Potency comparisons between PAXIL CR and Fluoxetine-Safety-Postpartum depend on the specific clinical indication. These are both SSRI Antidepressant agents and are not directly interchangeable by dose. A physician or clinical pharmacist should guide any therapeutic switching decisions.
The standard adult dose of PAXIL CR is: 12.5-37.5 mg orally once daily in the morning; initial dose 12.5 mg/day, titrate by 12.5 mg/day at intervals of at least 1 week to maximum 50 mg/day.. The standard adult dose of Fluoxetine-Safety-Postpartum is: 20 mg orally once daily, initially; may increase after several weeks to a maximum of 80 mg/day. Administer in the morning.. Dosing should always be individualized based on indication, renal and hepatic function, age, and other patient factors.

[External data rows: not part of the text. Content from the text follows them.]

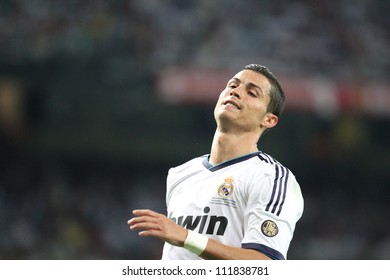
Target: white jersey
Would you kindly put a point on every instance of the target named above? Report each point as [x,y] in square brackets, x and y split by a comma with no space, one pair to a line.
[251,202]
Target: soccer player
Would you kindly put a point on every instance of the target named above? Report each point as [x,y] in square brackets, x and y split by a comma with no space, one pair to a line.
[236,202]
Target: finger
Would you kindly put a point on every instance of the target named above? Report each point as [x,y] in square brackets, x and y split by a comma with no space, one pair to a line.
[145,226]
[145,212]
[141,219]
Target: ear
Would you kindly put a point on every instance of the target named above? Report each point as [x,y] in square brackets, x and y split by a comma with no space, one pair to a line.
[269,121]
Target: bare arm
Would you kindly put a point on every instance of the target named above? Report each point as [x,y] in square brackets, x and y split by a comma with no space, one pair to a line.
[157,225]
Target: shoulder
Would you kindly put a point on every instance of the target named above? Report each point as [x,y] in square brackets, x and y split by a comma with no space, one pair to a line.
[197,161]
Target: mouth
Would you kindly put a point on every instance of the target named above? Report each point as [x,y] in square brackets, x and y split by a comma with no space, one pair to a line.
[231,103]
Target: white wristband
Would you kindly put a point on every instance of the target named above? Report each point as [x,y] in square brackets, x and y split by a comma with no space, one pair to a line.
[195,242]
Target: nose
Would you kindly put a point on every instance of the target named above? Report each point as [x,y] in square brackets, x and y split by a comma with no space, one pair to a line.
[235,93]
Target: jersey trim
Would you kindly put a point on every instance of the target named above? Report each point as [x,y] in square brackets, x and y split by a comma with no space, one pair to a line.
[224,164]
[269,252]
[280,185]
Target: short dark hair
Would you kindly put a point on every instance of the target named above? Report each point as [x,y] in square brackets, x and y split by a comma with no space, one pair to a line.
[276,105]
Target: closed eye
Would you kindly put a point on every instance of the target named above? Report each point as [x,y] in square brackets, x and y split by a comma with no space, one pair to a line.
[252,94]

No direct drug-drug interaction has been formally documented between PAXIL CR and Fluoxetine-Safety-Postpartum in current clinical databases. However, individual patient risk factors including other medications, organ function, and comorbidities should always be evaluated by a qualified healthcare provider.

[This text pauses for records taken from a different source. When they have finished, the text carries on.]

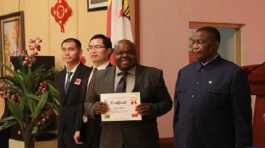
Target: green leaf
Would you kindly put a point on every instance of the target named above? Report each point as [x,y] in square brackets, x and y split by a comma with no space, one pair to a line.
[6,119]
[15,111]
[7,124]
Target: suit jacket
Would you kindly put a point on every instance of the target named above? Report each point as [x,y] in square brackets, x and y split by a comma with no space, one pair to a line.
[71,104]
[212,106]
[90,131]
[132,134]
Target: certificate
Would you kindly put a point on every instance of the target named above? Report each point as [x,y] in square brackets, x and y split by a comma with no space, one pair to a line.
[121,106]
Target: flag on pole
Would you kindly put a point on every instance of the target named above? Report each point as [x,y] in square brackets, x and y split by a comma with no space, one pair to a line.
[118,21]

The maternal-fetal safety profiles differ. PAXIL CR is classified as Category C. First trimester: Increased risk of congenital cardiovascular malformations (primarily septal defects) and persistent pulmonary hypertension of the newborn (PPHN). Third trimester: . Fluoxetine-Safety-Postpartum is classified as Category A/B. First trimester: Exposure associated with a small increased risk of cardiovascular malformations, primarily ventricular septal defects (absolute risk ~2-3% vs 1% baseline). Second/. Always consult a maternal-fetal medicine specialist before taking either drug during pregnancy or lactation.